A nonce-store-side compromise would let an attacker forge nonces. Mitigation: the nonce table is in the same Postgres instance certctl already trusts; a DB compromise is broader than ACME-specific.

HTTP-01 SSRF resistance

The HTTP-01 validator (Phase 3, internal/api/acme/validators.go) fetches http://<identifier>/.well-known/acme-challenge/<token> where the identifier is operator/client-controlled. Without mitigation, this is a textbook SSRF surface — internal services on RFC1918 / link-local / cloud-metadata addresses would be reachable.

Mitigations (defense in depth):

  1. Pre-dial checkvalidation.ValidateSafeURL rejects URLs whose host parses as a literal reserved IP. Cheap early bail.
  2. Per-dial checkvalidation.SafeHTTPDialContext is installed on the http.Transport. Every dial re-resolves DNS, rejects reserved IPs, and pins the resolved IP (net.JoinHostPort(ips[0], port)) so a racing DNS rebinding cannot substitute a different IP between resolve and connect.
  3. Per-redirect check — Go's HTTP client re-dials on 3xx; the DialContext runs again, applying the same SSRF guards.
  4. Body cap — the validator's io.LimitReader caps response bodies at 16 KiB. A misbehaving target cannot DoS the validator pool with a multi-GB response.
  5. Bounded redirects — the validator caps redirects at 10 (Go default).

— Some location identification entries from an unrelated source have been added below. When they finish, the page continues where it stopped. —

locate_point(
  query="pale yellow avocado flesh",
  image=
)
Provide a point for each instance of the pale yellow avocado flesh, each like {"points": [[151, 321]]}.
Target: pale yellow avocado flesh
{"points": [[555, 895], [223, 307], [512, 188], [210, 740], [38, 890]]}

A redirect-loop target is bounded.

Reserved IP set: loopback (127.0.0.0/8 + ::1), link-local (169.254.0.0/16 + fe80::/10), all RFC1918 (10/8, 172.16/12, 192.168/16), cloud-metadata literals (169.254.169.254 explicitly), broadcast, multicast, IPv4-mapped-IPv6 to a reserved IPv4. See internal/validation/ssrf.go::isReservedIPForDial for the full set.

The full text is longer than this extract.